El camino no fue sencillo. En la fase de grupos, los chicos sufrieron una dura derrota ante Vélez Sarsfield, cayendo por un contundente 10 a 1 frente a un rival que parecía imparable y que, de hecho, había ganado todos sus partidos por más de cinco goles de diferencia. Pero lejos de caerse, el equipo sacó algo más fuerte que cualquier resultado: carácter.



En semifinales dieron el primer gran golpe al vencer a ASEBA, su clásico rival, por 2 a 1, en un partido intenso que les abrió las puertas de la final.
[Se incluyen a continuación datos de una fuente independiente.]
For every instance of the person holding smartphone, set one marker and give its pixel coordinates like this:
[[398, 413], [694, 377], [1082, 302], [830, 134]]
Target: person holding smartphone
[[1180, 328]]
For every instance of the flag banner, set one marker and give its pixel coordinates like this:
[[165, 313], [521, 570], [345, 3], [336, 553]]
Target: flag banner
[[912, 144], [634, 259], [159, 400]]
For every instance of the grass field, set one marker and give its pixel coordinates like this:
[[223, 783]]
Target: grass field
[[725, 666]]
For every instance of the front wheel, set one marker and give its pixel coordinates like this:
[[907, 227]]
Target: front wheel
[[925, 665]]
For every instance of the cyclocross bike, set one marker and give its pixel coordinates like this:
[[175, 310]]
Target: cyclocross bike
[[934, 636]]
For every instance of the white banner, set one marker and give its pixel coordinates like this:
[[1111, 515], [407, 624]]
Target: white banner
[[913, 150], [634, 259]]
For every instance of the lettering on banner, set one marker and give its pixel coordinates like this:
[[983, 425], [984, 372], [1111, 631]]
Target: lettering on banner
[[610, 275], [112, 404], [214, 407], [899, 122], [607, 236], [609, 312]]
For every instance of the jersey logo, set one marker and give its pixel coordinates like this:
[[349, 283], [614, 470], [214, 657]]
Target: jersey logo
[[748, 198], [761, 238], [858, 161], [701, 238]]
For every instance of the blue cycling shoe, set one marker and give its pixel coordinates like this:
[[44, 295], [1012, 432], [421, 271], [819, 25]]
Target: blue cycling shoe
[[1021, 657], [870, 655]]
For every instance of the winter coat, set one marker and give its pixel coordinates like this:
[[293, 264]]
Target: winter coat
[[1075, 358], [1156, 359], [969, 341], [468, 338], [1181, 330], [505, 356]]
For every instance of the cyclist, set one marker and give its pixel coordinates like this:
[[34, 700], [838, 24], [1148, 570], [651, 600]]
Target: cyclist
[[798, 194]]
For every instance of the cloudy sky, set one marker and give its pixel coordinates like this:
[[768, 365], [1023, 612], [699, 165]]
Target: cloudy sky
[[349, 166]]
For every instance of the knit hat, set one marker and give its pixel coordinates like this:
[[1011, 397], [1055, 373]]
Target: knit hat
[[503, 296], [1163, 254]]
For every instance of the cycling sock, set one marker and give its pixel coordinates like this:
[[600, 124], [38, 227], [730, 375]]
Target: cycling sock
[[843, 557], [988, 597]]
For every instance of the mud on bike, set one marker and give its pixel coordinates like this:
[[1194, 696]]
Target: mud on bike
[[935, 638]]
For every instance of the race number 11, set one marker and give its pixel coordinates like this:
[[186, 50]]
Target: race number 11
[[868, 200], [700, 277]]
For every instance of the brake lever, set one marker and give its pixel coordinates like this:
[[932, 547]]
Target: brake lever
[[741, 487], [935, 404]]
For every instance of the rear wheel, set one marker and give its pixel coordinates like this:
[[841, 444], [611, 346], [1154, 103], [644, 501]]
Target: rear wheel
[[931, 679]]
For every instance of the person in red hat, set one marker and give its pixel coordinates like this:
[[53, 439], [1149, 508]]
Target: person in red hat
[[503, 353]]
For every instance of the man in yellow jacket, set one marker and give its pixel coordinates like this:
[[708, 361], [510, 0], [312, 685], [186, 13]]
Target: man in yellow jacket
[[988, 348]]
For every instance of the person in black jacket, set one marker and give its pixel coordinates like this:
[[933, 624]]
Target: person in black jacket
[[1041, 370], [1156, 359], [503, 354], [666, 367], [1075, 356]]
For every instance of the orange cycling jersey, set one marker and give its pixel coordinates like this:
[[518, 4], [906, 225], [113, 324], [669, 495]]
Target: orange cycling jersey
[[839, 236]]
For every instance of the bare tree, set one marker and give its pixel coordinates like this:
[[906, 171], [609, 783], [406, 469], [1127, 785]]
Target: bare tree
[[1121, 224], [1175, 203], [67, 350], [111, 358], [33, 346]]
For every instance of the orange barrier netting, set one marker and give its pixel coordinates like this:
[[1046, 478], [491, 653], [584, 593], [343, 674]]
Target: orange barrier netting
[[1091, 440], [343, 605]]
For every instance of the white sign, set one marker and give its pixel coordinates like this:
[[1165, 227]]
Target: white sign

Y allí, otra vez, los esperaba el poderoso Vélez, el mismo que los había goleado días atrás.
La final fue completamente distinta. Corazón de Búfalo jugó con el alma, con una entrega total, y logró empatar 2 a 2 en el tiempo reglamentario, llevando la definición a los penales. Desde los doce pasos, apareció la templanza de un equipo que ya había demostrado que no se rinde: fue 3 a 2 y desató el festejo.
Lo que hicieron estos chicos va más allá de un título. Es una muestra de fuerza, aguante y, sobre todo, de corazón. Porque cuando parecía que todo estaba perdido, eligieron creer. Y terminaron haciendo historia.